Восемь человек крепко его держали, остальные завладели его оружием и взяли
мясо, которое он в тот день привез. Затем выступил вперед начальник Ловцов
и плеткой ударил моего отца по спине. Удар был слабый, но громко щелкнула
плетка из невыделанной кожи, опустившись на тонкую кожаную куртку отца.
Кто-то застонал в толпе. Мать с воплем рванулась вперед, но ее удержали.
Удержали и меня, когда я бросился к начальнику Ловцов. Шесть раз
опускалась плетка, но отец не дрогнул и не вскрикнул.
Тогда сказал начальник Ловцов:
- Все вы видели, как наказан был человек, нарушивший законы охоты. Будьте
мудры: повинуйтесь приказам старшин. Помните, что наши законы созданы для
блага всех нас. Пусть знает каждый ослушник, какое ждет его наказание.
Ловцы освободили нас троих и молча удалились, за ними последовала толпа.
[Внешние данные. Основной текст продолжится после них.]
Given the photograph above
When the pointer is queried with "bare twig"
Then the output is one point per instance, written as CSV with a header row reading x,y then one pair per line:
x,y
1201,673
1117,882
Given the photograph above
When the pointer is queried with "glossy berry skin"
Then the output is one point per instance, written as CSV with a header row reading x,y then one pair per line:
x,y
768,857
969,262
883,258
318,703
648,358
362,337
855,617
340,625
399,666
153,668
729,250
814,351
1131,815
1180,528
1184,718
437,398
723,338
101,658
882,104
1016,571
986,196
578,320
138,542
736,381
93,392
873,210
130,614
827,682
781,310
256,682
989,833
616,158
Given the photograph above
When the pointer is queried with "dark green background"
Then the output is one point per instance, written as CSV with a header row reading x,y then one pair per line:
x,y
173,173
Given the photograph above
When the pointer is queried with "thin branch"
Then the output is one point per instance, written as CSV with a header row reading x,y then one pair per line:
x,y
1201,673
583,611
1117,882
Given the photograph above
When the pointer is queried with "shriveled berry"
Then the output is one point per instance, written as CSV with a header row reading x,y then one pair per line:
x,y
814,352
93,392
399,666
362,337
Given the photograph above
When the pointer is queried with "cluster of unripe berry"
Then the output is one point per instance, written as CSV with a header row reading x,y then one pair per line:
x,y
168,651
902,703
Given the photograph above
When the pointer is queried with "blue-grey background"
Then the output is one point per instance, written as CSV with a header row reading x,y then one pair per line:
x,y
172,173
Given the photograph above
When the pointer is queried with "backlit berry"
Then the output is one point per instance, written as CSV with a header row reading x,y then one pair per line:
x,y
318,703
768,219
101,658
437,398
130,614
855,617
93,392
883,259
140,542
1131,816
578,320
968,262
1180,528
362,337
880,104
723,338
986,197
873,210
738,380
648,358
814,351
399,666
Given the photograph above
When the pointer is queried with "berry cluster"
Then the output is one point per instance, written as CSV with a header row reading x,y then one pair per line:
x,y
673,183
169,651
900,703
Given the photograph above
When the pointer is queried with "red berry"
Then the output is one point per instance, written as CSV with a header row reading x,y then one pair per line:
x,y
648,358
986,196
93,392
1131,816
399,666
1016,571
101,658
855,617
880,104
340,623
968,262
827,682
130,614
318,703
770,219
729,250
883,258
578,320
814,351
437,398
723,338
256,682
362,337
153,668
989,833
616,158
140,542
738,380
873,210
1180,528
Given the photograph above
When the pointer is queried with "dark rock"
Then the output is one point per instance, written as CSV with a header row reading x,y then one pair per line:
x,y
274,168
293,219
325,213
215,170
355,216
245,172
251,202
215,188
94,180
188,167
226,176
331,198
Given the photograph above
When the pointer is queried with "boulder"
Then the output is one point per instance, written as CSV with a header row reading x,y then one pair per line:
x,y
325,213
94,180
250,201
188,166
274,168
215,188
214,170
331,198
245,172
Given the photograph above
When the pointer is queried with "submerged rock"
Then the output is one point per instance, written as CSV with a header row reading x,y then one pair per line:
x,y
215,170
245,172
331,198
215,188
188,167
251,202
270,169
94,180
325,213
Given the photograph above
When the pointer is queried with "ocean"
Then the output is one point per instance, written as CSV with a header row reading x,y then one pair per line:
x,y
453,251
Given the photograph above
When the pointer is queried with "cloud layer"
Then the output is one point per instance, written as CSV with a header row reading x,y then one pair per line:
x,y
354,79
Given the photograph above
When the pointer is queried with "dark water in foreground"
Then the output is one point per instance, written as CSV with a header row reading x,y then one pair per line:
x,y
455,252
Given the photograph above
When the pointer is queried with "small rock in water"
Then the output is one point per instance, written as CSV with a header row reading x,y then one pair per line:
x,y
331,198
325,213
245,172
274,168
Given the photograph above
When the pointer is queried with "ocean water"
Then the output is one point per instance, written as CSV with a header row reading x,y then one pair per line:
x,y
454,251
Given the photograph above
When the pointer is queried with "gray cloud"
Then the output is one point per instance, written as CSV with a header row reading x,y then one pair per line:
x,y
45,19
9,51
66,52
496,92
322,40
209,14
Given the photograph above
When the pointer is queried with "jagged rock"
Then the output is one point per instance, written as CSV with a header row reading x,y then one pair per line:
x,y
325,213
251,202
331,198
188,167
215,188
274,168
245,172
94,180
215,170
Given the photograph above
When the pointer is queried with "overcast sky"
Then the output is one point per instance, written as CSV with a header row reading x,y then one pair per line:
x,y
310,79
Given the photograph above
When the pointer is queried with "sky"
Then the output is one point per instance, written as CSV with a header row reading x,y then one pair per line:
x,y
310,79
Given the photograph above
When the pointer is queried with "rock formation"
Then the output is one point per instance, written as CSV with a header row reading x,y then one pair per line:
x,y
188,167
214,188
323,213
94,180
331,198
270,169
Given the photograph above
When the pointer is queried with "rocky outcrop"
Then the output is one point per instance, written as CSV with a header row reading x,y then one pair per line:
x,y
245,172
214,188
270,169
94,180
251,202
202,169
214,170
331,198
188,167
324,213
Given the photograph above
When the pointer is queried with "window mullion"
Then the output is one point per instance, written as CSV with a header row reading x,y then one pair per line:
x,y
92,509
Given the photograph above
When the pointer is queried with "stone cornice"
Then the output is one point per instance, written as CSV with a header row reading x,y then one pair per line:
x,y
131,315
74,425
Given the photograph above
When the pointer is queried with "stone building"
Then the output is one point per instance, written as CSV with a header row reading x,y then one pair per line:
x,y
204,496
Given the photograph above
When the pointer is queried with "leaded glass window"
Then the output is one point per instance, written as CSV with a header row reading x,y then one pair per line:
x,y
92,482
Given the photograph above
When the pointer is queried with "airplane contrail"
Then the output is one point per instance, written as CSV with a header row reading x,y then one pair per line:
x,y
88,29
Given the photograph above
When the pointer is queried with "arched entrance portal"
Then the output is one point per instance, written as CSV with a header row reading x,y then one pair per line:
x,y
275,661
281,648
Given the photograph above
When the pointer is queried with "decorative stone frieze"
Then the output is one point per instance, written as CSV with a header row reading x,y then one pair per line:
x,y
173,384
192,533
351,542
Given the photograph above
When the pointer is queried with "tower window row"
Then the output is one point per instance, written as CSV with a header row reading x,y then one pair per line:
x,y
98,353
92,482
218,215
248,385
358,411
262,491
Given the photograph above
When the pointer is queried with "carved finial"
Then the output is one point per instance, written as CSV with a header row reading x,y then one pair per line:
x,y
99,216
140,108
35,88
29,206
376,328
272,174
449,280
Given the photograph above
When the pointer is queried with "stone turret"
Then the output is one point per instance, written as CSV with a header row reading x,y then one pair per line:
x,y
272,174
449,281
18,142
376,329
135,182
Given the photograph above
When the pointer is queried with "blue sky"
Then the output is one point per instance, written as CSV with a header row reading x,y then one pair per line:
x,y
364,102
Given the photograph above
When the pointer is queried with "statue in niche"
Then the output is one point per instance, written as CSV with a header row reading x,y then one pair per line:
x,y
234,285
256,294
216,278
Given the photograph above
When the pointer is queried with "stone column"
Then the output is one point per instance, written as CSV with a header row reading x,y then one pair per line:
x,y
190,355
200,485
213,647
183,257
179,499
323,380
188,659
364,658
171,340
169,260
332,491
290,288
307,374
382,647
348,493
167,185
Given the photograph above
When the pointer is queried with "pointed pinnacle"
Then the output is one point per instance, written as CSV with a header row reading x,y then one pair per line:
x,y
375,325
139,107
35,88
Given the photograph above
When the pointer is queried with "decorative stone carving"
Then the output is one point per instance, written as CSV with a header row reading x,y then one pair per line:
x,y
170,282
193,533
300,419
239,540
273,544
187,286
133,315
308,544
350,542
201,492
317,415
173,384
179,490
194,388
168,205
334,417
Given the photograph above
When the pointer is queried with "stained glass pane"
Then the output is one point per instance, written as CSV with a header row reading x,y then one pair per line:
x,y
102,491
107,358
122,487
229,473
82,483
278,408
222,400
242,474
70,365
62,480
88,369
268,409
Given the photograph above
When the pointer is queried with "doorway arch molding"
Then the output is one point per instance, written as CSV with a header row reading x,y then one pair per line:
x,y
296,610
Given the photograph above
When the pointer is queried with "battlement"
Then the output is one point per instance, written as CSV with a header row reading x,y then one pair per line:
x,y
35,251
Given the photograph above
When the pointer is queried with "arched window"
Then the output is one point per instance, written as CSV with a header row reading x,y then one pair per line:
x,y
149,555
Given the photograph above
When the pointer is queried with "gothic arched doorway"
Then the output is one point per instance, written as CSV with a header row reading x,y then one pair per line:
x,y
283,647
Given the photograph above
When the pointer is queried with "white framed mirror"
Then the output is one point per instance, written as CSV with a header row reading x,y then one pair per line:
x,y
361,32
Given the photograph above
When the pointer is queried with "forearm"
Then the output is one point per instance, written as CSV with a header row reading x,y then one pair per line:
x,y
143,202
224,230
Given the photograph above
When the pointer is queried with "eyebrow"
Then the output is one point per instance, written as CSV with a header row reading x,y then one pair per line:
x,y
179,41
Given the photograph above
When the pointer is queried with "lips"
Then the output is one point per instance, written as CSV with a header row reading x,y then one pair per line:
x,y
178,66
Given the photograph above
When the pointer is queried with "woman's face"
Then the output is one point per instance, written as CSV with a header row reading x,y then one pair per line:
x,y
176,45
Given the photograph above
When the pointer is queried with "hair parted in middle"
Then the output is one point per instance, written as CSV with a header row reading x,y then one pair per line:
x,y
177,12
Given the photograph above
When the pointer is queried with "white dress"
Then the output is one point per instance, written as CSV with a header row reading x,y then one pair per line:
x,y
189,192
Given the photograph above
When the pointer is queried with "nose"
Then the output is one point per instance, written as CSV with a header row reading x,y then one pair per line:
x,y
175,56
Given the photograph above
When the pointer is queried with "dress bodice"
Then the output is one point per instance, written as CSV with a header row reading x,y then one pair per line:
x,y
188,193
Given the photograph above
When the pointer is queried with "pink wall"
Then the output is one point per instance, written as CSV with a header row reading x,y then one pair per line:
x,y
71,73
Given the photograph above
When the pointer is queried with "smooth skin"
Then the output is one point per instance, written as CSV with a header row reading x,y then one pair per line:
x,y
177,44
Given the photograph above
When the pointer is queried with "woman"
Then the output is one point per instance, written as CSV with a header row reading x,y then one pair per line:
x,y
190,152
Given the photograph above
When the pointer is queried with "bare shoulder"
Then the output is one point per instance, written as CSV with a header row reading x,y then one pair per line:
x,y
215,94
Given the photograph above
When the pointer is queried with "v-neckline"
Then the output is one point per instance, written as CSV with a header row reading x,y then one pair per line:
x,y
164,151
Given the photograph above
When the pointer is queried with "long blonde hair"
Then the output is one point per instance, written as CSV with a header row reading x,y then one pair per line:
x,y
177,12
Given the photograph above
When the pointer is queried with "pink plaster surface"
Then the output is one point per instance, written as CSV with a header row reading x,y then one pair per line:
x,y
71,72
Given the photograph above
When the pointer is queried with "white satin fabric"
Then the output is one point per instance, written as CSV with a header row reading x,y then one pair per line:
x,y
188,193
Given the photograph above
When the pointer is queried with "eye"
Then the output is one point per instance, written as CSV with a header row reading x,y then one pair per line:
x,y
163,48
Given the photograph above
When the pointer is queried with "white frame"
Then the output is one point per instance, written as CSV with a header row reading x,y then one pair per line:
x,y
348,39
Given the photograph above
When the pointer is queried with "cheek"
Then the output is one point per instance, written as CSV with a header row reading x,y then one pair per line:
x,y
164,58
Отец опустился на ложе из звериных шкур и закрыл лицо руками. Вернулась
сестра и, плача, взяла меня за руку. С нами остался кое-кто из наших
родственников и друзей. Они помогли матери поставить вигвам и разложить
маленький костер. Потом, предложив нам сушеного мяса и пеммикана, они ушли
вслед за толпой.
Три раза подбрасывала мать сухие ветки в костер, а отец по-прежнему молчал
и не отнимал рук от лица. Жестокое постигло его наказание. Удары плеткой
были слабые и почти не причинили боли, ребенок и тот мог бы вынести эту
боль. Но оскорбительно было такое наказание. Мы, черноногие, считаем, что
воспоминание об унижении стирается лишь со смертью обидчика. Вот почему мы
браним детей, но никогда их не сечем. Ударить ребенка - значит сломить дух
его.
Костер догорал, а мать уговаривала отца лечь и заснуть. Он сидел
неподвижно и ни слова не сказал в ответ. При тусклом свете тлеющих углей
мы трое улеглись на мягкие шкуры и оставили его одного. О, как хотелось
мне его утешить! Засыпая, я мысленно твердил: "Это его вина. Он сам навлек
на себя наказание". Но в эту ночь я любил его больше, чем когда бы то ни
было. Долго я метался и думал о том, как встретит он рассвет, что принесет
ему следующий день.
Ночью я слышал стоны отца и тихий голос матери:
- О мой муж, мой муж! Что мне делать? Как успокоить тебя?




ГЛАВА ВТОРАЯ


Проснувшись на рассвете, я увидел, что отец по-прежнему сидит на ложе из
звериных шкур и не спускает глаз с костра. Должно быть, он просидел так
всю ночь. Его лицо показалось мне измученным и постаревшим.
Мать заговорила с ним.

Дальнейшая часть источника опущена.